Doofheid op latere leeftijd
Met doofheid op latere leeftijd wordt doofheid bedoeld die ontstaat nadat de spraak- en taalontwikkeling zijn voltooid. Men heeft dus gewoon leren spreken en de verstaanbaarheid van de spraak is goed. Dit is een duidelijk verschil met de aangeboren doofheid of de doofheid die op zeer jonge leeftijd optreedt.

Het gehoorverlies kan plotseling ontstaan, de zogenaamde plotsdoofheid. Het gehoor kan ook in een aantal jaren verloren gaan en wordt dan laatdoofheid genoemd. Dit laatste moet niet verward worden met de zogenaamde ouderdomsslechthorendheid, waarbij het gehoor slecht wordt door versnelde veroudering van het binnenoor.

Wanneer men op latere leeftijd doof wordt, heeft dat zeer ingrijpende gevolgen. Er ontstaan grote problemen in de onderlinge communicatie, in het zelfstandig functioneren en in het werk. Bij plotsdoofheid gebeurt dit soms van de ene op de andere dag. Er is een verleden als horende en het verlies van het gehoor wordt goed beseft. Soms is het met behulp van een hoortoestel nog wel mogelijk enig geluid waar te nemen, maar dit is niet genoeg om spraak te verstaan.
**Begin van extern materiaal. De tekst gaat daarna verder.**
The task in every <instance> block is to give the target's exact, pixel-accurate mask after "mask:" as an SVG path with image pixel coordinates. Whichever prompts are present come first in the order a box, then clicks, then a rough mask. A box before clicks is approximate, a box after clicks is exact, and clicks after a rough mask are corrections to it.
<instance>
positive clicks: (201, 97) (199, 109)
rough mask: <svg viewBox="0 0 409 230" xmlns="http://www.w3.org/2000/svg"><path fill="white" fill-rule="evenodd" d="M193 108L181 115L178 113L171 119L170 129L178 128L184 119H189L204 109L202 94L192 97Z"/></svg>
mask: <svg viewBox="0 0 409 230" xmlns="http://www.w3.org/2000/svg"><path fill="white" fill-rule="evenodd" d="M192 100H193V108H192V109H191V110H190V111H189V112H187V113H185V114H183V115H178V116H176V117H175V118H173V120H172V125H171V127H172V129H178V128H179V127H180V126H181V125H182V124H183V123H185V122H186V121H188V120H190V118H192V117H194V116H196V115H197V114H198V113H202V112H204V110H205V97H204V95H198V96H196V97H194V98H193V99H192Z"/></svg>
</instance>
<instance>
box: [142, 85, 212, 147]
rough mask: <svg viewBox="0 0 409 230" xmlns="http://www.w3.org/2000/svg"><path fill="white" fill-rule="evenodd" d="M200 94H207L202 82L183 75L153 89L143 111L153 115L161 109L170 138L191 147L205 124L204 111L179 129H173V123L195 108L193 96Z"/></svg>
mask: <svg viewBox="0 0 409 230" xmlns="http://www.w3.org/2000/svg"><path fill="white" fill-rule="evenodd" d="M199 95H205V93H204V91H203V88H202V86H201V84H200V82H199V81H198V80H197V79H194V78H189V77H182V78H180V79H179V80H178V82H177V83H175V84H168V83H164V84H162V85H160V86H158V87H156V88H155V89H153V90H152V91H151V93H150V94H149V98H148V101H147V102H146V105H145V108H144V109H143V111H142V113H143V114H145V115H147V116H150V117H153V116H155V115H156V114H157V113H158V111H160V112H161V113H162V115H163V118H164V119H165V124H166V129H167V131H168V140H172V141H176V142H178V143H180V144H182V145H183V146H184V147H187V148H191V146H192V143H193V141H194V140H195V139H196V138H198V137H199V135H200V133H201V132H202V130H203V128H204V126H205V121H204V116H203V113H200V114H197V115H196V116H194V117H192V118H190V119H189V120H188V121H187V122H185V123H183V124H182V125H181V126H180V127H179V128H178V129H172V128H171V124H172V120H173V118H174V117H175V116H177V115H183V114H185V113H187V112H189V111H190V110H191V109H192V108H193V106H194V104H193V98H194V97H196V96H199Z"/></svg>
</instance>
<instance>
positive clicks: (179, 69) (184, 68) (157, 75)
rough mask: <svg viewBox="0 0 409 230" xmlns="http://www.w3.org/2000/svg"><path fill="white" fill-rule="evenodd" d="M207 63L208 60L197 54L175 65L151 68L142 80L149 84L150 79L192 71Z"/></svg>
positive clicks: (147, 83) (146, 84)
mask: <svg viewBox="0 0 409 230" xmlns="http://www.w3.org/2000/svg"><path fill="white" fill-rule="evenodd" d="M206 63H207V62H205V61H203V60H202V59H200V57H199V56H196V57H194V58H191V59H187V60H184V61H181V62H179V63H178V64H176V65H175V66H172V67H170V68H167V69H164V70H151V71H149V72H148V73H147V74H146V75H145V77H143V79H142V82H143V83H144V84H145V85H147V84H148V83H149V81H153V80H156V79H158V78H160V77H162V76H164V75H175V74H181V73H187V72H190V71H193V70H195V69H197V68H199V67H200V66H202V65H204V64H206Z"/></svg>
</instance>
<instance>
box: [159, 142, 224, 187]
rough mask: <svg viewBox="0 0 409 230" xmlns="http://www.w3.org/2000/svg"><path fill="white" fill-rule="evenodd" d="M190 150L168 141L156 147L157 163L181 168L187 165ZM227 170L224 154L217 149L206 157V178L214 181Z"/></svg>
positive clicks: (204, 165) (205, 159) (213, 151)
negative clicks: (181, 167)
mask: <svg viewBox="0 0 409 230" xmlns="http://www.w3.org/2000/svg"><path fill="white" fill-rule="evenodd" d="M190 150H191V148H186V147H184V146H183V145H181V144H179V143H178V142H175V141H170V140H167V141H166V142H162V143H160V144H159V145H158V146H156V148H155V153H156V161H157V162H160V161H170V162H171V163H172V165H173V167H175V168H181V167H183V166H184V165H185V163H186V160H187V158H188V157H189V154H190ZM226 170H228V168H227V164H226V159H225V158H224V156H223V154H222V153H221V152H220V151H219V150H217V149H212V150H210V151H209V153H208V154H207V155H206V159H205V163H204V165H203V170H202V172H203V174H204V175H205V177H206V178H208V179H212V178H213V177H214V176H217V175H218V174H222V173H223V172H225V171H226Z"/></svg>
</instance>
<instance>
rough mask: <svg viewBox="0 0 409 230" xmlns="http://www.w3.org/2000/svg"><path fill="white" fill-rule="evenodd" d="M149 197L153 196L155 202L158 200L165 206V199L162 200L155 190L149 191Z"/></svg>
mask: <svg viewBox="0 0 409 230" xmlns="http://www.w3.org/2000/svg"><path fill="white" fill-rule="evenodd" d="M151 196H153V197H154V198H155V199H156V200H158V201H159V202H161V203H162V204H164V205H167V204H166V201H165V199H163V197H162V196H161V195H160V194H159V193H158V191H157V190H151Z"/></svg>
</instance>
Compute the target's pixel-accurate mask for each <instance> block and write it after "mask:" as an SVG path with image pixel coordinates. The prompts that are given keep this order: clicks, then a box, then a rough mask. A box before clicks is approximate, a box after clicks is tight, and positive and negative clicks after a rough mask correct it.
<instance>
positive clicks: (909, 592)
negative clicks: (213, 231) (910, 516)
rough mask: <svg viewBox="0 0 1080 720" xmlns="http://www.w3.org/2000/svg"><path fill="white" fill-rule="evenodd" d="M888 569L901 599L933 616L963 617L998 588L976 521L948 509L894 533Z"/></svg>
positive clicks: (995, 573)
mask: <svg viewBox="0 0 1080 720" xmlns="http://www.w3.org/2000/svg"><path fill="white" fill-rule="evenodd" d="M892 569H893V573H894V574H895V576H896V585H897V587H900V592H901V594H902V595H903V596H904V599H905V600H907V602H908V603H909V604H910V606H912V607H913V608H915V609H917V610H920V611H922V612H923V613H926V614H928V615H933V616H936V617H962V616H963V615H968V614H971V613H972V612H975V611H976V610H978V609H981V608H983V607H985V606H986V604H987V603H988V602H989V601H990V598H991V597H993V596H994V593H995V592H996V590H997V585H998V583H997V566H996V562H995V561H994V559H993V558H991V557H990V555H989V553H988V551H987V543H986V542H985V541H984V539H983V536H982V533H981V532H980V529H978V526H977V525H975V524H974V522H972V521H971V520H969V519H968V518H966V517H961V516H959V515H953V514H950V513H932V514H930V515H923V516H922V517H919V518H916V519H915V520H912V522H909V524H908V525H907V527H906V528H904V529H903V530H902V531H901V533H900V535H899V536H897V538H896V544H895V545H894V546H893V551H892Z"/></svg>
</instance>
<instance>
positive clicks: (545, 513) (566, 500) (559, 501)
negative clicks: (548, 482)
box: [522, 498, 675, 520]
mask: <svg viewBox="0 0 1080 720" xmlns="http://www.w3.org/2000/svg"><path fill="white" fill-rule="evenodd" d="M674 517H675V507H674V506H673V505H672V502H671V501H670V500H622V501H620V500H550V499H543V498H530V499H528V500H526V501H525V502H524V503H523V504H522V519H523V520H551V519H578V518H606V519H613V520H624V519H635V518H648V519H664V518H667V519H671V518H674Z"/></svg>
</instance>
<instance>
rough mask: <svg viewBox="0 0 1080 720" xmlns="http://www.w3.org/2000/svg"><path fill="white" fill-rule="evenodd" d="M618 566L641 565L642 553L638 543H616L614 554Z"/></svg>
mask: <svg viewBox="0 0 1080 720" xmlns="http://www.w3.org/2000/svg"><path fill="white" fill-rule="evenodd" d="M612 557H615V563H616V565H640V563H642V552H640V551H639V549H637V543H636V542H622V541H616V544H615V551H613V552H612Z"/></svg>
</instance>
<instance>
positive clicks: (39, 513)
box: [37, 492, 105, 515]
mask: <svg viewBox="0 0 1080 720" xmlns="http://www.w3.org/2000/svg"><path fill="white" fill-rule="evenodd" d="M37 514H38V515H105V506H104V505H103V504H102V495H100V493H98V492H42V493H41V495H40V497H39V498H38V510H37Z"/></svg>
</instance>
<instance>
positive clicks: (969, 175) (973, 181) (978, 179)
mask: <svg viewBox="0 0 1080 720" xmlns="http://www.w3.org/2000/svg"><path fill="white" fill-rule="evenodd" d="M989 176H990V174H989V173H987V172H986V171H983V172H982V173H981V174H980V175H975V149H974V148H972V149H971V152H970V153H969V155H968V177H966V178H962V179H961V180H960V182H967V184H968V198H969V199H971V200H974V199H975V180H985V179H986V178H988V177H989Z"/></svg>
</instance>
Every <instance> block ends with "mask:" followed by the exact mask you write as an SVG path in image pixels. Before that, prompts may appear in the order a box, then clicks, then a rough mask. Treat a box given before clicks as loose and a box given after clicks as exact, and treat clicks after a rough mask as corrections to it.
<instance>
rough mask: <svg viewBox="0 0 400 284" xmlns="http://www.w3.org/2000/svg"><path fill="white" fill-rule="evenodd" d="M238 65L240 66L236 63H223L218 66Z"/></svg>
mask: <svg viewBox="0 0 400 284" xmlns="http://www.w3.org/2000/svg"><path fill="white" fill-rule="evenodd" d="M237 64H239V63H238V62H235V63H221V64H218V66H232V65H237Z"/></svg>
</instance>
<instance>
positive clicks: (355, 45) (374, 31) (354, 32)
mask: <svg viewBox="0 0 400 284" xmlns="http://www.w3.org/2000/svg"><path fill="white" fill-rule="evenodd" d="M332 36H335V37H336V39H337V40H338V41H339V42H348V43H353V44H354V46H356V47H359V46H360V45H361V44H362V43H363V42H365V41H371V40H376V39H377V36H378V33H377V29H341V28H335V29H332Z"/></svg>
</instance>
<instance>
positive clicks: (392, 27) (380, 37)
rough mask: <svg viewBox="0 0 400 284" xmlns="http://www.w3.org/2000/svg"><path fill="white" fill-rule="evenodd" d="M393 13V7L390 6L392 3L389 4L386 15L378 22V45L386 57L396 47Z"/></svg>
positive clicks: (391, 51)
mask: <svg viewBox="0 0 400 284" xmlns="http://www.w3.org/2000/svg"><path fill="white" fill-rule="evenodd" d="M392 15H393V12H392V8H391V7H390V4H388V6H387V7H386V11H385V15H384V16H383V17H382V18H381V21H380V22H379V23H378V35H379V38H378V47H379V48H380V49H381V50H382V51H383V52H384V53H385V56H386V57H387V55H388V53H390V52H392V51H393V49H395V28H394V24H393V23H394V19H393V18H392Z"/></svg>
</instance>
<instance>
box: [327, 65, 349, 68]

Sinds de komst van cochleaire implantatie krijgen veel plotsdoven een cochleair implantaat. Dit is een soort hoortoestel dat geluid omzet in elektrische signalen, die rechtstreeks worden doorgegeven aan de gehoorzenuw. Dit is een hele andere manier van horen dan met een gewoon hoortoestel. Het leren omgaan met een CI vraagt dan ook veel begeleiding en revalidatie. De cliënt moet geluiden en spraak opnieuw leren herkennen en verstaan. De resultaten die met een CI behaald worden zijn divers en afhankelijk van verschillende factoren. Cliënten met een CI kunnen soms spraak (in een rustige situatie) verstaan, maar worden nooit normaal horend.

Wat doet de logopedist?
De logopedist kan op basis van de gegevens van de audioloog of KNO-arts een inschatting maken van het gehoorverlies. Door vragen en eventueel nader onderzoek wordt er een beeld gevormd van de stoornissen en beperkingen.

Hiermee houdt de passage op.